A Schematic summary of the regulation of agonist-induced β₂-adrenergic receptor trafficking by S-nitrosylation/denitrosylation of β-arrestin 2 (β-Arr 2), G protein-coupled receptor kinase 2 (GRK2), and dynamin. (A) β-Arr 2 serves as a scaffold that functionally colocalizes eNOS and β-ARs (as well as other G protein-coupled receptors [GPCRs]). Ligand (isoproterenol) stimulation results in activation of eNOS and S-nitrosylation of β-Arr 2. S-nitrosylation of β-Arr 2 promotes its dissociation from eNOS and its association with clathrin heavy chain/β-adaptin, which facilitates routing of the β₂-AR into the clathrin-based endocytotic pathway, and β-Arr 2 is subsequently denitrosylated. (B) Inhibition of GRK2 by ligand-coupled S-nitrosylation suppresses agonist-stimulated β-AR phosphorylation, β-Arr 2 recruitment, and receptor desensitization and downregulation (schematic at top) At bottom: desensitization (decline in cardiac contractility in the continued presence of ISO) is enhanced by inhibiting NO production. (C) After GPCR activation, eNOS-mediated S-nitrosylation of dynamin promotes multimerization and GTPase activity, as well as relocation to the plasma membrane, which facilitates scission of endocytotic vesicles and receptor internalization. (Adapted from28, 29).

Figure 6

S-nitrosylation of channel proteins regulates all phases of the ventricular action potential.

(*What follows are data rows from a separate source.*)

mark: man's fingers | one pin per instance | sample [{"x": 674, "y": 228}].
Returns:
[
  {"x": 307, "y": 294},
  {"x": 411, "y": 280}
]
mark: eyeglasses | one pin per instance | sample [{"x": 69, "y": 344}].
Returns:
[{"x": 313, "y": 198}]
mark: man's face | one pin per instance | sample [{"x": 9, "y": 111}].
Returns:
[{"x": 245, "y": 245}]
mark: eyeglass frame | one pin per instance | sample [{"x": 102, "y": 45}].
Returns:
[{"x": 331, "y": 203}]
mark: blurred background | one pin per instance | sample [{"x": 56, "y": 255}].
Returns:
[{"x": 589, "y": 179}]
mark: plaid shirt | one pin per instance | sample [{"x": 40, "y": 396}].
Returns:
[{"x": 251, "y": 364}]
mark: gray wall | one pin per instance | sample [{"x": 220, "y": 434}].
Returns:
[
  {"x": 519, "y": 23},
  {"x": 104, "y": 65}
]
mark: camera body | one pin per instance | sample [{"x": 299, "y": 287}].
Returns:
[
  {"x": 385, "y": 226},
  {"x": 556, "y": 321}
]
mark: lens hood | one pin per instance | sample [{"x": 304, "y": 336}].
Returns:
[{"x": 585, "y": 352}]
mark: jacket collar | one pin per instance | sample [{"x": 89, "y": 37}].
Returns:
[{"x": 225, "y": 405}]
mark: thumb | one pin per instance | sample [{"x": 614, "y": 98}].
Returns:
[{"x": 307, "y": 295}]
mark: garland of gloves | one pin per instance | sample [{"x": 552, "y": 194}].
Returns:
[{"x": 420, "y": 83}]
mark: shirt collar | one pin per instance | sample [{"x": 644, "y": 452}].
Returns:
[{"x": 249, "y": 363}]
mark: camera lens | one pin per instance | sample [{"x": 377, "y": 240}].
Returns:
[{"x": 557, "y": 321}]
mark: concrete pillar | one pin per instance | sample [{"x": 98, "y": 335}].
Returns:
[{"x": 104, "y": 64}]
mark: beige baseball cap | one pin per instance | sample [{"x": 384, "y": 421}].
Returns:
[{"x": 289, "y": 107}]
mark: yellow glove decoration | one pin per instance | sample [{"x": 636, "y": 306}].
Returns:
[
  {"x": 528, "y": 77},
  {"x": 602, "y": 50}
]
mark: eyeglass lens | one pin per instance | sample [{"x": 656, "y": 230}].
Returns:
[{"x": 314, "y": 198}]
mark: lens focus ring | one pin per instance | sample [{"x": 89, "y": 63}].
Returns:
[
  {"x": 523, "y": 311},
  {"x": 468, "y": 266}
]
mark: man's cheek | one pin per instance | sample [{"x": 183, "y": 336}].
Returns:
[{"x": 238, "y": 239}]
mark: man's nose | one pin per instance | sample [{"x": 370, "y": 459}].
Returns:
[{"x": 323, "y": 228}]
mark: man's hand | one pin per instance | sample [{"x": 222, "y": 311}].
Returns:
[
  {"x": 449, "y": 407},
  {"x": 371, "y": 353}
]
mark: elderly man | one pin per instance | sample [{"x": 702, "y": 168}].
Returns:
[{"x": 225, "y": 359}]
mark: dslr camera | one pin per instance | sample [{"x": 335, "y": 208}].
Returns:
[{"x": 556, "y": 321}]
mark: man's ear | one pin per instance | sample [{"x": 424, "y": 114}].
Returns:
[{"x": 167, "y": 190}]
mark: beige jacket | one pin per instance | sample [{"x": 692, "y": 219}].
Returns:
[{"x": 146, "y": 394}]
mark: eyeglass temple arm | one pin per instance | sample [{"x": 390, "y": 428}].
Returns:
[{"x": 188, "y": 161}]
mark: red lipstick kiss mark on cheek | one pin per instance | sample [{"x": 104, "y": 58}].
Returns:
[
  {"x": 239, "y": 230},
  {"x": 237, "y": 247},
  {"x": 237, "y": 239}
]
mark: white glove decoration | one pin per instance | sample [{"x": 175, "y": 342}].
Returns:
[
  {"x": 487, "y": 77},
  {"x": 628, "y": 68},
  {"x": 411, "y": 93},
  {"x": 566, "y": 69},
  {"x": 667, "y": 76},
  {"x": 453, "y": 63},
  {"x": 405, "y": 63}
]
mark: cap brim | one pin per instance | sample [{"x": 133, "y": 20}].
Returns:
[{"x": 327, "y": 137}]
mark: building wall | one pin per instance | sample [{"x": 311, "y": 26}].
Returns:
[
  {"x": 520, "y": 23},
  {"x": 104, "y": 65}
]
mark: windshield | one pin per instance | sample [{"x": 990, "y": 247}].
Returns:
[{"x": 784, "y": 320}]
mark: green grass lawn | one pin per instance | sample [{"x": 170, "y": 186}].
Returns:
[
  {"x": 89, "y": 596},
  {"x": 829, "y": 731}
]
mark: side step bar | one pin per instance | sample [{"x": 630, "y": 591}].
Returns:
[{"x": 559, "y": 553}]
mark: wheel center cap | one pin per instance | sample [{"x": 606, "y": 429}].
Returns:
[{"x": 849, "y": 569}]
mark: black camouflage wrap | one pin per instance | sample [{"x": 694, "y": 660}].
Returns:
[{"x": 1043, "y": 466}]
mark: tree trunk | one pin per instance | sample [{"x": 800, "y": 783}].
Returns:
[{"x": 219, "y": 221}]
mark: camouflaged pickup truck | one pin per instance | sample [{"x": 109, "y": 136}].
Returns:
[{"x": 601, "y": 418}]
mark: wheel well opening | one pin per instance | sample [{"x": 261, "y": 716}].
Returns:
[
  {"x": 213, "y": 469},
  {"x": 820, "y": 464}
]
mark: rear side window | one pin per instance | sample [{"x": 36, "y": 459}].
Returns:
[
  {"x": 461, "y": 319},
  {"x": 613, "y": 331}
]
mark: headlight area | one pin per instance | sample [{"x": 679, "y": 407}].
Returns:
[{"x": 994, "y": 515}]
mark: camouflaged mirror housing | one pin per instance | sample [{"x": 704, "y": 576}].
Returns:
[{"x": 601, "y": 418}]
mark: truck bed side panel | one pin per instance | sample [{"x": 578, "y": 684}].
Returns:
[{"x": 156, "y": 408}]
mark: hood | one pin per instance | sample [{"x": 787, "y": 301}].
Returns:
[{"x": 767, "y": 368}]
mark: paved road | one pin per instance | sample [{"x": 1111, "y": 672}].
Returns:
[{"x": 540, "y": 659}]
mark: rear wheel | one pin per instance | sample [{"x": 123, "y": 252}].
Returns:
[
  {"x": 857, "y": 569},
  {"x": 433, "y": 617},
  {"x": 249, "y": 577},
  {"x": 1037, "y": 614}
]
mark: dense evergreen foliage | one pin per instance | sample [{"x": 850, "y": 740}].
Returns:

S-nitrosylation of SCN5A channels enhances the Na⁺ current (I_Na), , whereas S-nitrosylation of the α1C subunit of the L-type Ca²⁺ channel inhibits the L-type Ca²⁺ current (I_CaL), . Among voltage-gated potassium channels, S-nitrosylation of the KCNQ1 subunit facilitates the slowly activating component of the delayed rectifier K⁺ current (I_Ks), whereas S-nitrosylation exerts an inhibitory influence on Kv4.3 and thus the transient outward potassium current (I_To), as well as Kir2.1, and thus I_K1 (phase 4). In addition, heterologously expressed human ether-a-go-go-related gene 1 (hERG1) potassium channels, which mediate the rapidly activating delayed rectifier K+ channel (I_Kr) in their native environment, are inhibited by NO in a cGMP-independent fashion. Note that, in the atrium, S-nitrosylation inhibits hKv1.5 and thus the ultra-rapid delayed rectifier current (Adapted from138).